Except in Gamesters Of Triskellion where Enterprise logs go from 3211.7 to 3259.2 and which represents a time period of 2 hours, according to onscreen dialogue.
Or did Kirk forget to wind his star-clock that morning? :devil:
It’s not arbitrary, it is in the Writer’s Guide. At least within an episode, time passes at that rate.

At one time, early on, I read, the idea was that stardates were based on a daily count calendar that would just keep going up instead of noting years, months, etc., but it was based on the length of an Earth day. "The Making of Star Trek" had this information, and said that this was a real proposed timekeeping system. It would be interesting to calculate when TOS would take place if that system were used. The problem with that if stardates really worked like that, the original 5-year mission would last 16 years.
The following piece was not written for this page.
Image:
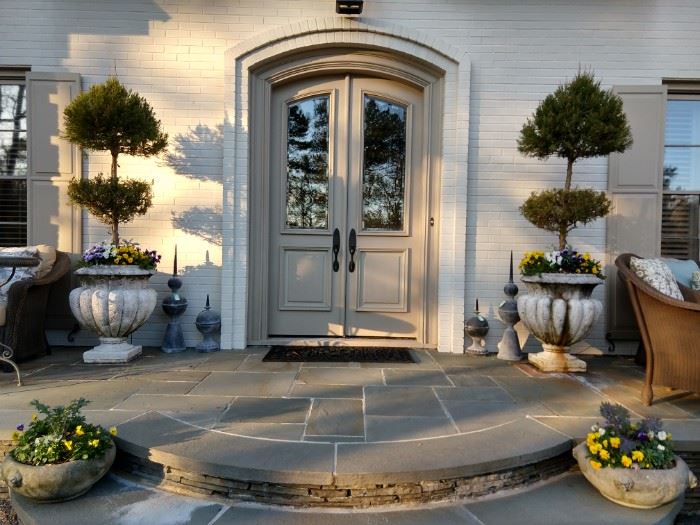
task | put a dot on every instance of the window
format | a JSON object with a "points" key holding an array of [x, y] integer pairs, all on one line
{"points": [[680, 226], [13, 161]]}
With Starfleet Headquarters on Earth, 1000 units equals one Earth year, but remembering that some variance would happen die to warp/high impulse travel, seems reasonable, in that it is not a regular Earth calendar but is not totally foreign either. It may not be quite right to what the characters experience, but it might be close enough for interpolating anything about the show that is not clear from canon for fan works.

As a side note, I have previously suggested that the TOS movies moved the decimal point, that is the stardate of 8128.76 for Spocks death could have been written 1287.6 in TOS. This makes the movies a bit more like the fan system lsited above, a nice touch if that was what was intended in my opinion. The could affect the original poster's work insomuch as it given another option for how to write the stardates.